Lack of access and high costs act as barriers to care for many Californians, and surprise medical billing makes these factors significantly harder to bear. However, the solution Anthony Wright recommends in his recent op-ed is simply not the right one)”OTHER VIEWS: California’s solution to stop surprise medical bills is working; it’s time to take it national,” Nov. 9). A “benchmarking” approach would only worsen access and affordability for many of our nation’s most at-risk patients.
Wright’s purported “solution” is to allow Washington bureaucrats to set rates for physicians using insurance-controlled benchmarks. This would allow insurers to slash rates for physicians, hitting local hospitals and emergency rooms with heavy financial losses and threatening access and affordability.
Recently, California doctors were surveyed about our state’s own benchmarking-based law. Roughly 90 percent of the respondents say our law allows insurance companies to further shrink provider networks and believe a national law using benchmarking would force more independent practices to close.

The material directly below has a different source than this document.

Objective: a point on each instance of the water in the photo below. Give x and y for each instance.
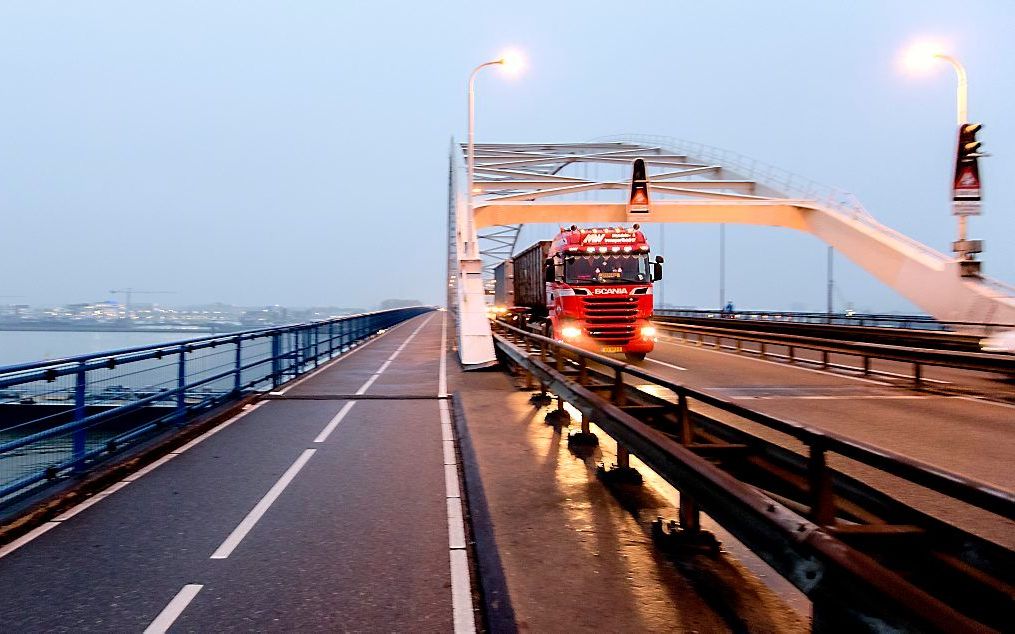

The op-ed said this problem can’t be solved by “allowing providers to charge insurers whatever they want,” which is odd because no proposed solution is arguing that they should. In fact, the proposal in Congress best suited to address this issue — Independent Dispute Resolution — would allow both insurers and provides to negotiate fair prices through a simple, online process to determine fair, market-based rates.
IDR provides fairness for both sides while, most importantly, keeping patients out of the middle of their squabble.
This is how a national law can fix surprise billing while protecting vulnerable communities.